Non, Madame Lebranchu, les bibliothèques et médiathèques ne sont pas à délaisser!
Marylise Lebranchu, la ministre de la Décentralisation et de la Fonction Publique, dans un entretien aux Echos daté du 18 septembre s'emploie à montrer que les maires de France ont bien tort de se rebeller contre la baisse drastique de dotations de l'Etat et évoque comme exemple d'économies flagrantes que les collectivités locales pourraient réaliser la limitation de la construction ou du financement des médiathèques.
« Les médiathèques sont-elles un équipement toujours d'actualité au XXI e siècle ? »
Ce n'est pas un sujet de dissertation mais un argument pour intensifier la politique d'austérité au détriment des communes.
Cette question faussement innocente et dite en passant avec la plus parfaite désinvolture comme beaucoup d'énormités par ce gouvernement qui ose tout (le statut des fonctionnaires, les 35h aussi sont obsolètes pour certains) contient sa réponse.
A l'heure du libéralisme triomphant et du développement du numérique, les médiathèques et les bibliothèques sont probablement devenus des équipements inutiles et sans avenir pour madame la Ministre.
Autant on peut juger que certains équipements culturels (comme la nouvelle médiathèque de St Martin) gagneraient à être partagés entre plusieurs communes pour faire des économies et mieux servir les habitants, autant on peut considérer qu'il est parfois discutable de se lancer dans des grands projets de construction de médiathèque comme aux Capucins à Brest sans prévoir les embauches de personnel nécessaires derrière pour la faire fonctionner, autant il est consternant de voir ce gouvernement socialiste négliger à ce point l'ambition publique en matière de culture pour tous.
Le budget de la culture dans les arbitrages gouvernementaux a baissé de 2,8 % en 2014, de 4,3 % en 2013. C'était la première fois qu'il baissait sous la Ve République et on le doit à un gouvernement soi-disant de gauche.

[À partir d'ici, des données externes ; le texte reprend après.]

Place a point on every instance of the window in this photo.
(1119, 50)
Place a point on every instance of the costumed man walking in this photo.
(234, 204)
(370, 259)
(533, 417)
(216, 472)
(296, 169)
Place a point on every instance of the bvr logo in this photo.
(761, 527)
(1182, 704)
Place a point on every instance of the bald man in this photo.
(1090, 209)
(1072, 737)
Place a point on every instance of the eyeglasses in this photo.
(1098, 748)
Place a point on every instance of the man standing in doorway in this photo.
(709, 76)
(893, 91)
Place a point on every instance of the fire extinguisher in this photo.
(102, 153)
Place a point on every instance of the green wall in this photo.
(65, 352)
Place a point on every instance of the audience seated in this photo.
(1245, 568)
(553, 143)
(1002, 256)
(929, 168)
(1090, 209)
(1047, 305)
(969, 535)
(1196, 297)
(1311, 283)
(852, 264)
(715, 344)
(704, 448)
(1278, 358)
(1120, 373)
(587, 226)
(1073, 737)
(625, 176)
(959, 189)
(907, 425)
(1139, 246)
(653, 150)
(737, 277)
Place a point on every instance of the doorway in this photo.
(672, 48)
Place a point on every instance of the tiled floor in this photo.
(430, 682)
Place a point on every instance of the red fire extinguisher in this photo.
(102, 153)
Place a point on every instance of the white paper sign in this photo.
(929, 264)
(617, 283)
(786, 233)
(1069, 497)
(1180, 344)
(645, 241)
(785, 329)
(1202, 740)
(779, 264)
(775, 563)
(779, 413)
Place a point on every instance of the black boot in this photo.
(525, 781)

Pire encore, les collectivités, qui représentent 70 % de la dépense publique en matière de culture, matraquées par les baisses de dotations de l'Etat et les transferts de charge non compensés, tendent progressivement à se désengager partiellement de ce secteur d'activité jugé non prioritaire même s'il génère beaucoup d'emplois associatifs et publics.
« Le politique dénué d’approche culturelle et d’imaginaire est condamné à l’ordre du conjoncturel » écrivait le poète palestinien Mahmoud Darwich très peu de temps avant sa mort.

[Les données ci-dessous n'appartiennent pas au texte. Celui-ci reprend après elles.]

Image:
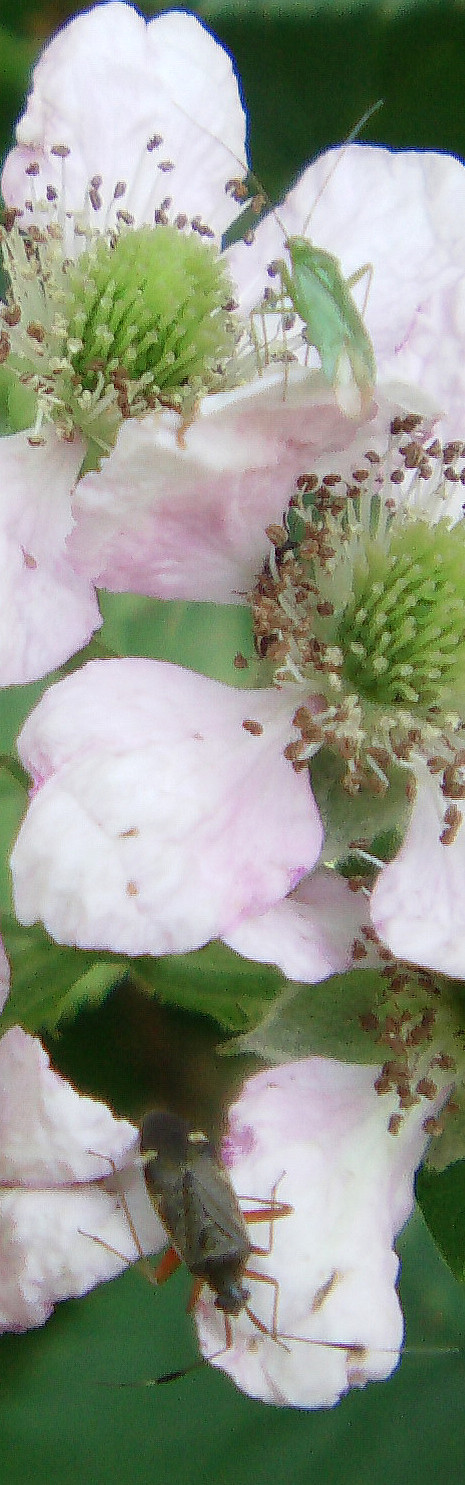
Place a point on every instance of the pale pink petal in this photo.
(51, 1135)
(110, 82)
(158, 820)
(418, 900)
(63, 1225)
(48, 611)
(309, 934)
(318, 1130)
(404, 214)
(183, 516)
(5, 976)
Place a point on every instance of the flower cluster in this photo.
(187, 431)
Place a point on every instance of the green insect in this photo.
(314, 288)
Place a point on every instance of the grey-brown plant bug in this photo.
(198, 1206)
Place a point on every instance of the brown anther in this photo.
(444, 1062)
(437, 764)
(277, 535)
(410, 422)
(36, 331)
(433, 1126)
(253, 726)
(452, 452)
(308, 483)
(452, 824)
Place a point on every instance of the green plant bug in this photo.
(314, 290)
(333, 324)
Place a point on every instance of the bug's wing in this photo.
(213, 1219)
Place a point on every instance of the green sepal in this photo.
(441, 1199)
(378, 820)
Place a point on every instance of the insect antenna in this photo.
(340, 155)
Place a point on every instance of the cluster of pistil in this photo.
(109, 322)
(361, 602)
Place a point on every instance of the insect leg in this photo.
(355, 278)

Il ne se doutait pas à quel point son propos pouvait s’appliquer aux premières années de ce quinquennat Hollande tout entier dévolu à la réduction des dépenses publiques et du pouvoir d’achat alors que sous prétexte de compétitivité les cadeaux s’accumulent pour les entreprises.
Envisager de ne plus financer les bibliothèques et les médiathèques ou croire que les gens pourront s'auto-former par le net et qu'ils déserteront la lecture ou l'écoute de CD, le visionnage de DVD, au profit d'une consommation culturelle passant exclusivement par internet, est très grave car les médiathèques ont le mérite grâce à leurs professionnels qui sont de véritables passeurs de faire découvrir, d'éveiller la curiosité, de proposer une offre culturelle diversifiée et nourrissante.

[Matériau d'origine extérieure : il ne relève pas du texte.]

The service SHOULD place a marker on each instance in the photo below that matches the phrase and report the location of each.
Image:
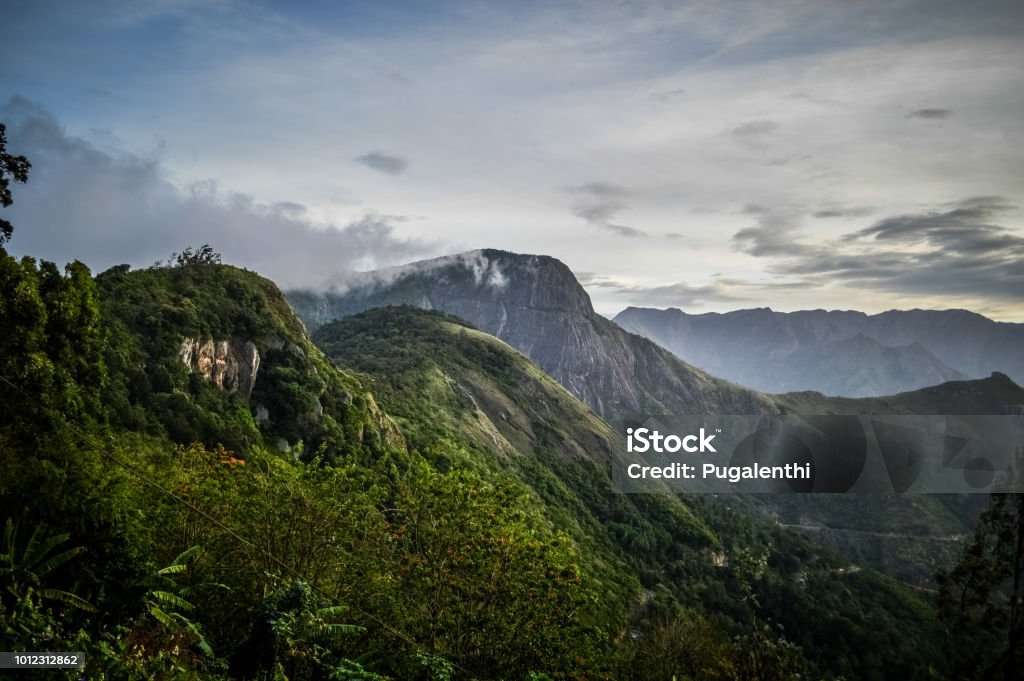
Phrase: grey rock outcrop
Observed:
(230, 365)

Comment dans une société en crise économique, sociale et politique, menacée par le fanatisme et des médias de masse qui n'élèvent pas vraiment le niveau de conscience critique des gens, peut-on vouloir délaisser l'éducation populaire, l'ambition de partage et de démocratisation de la culture, des savoirs, de la lecture ? Craint-on que des citoyens trop cultivés soient trop peu malléables et trop rebelles ?
Pour nous, une politique de gauche doit mettre l'émancipation et l'enrichissement individuel et collectif par la culture, accessible à tous, au premier rang de ses priorités. Mais nous ne nous faisons aucune illusion: on ne peut à la fois adorer le veau d'or de la finance et de l'Europe austéritaire et le progrès humain.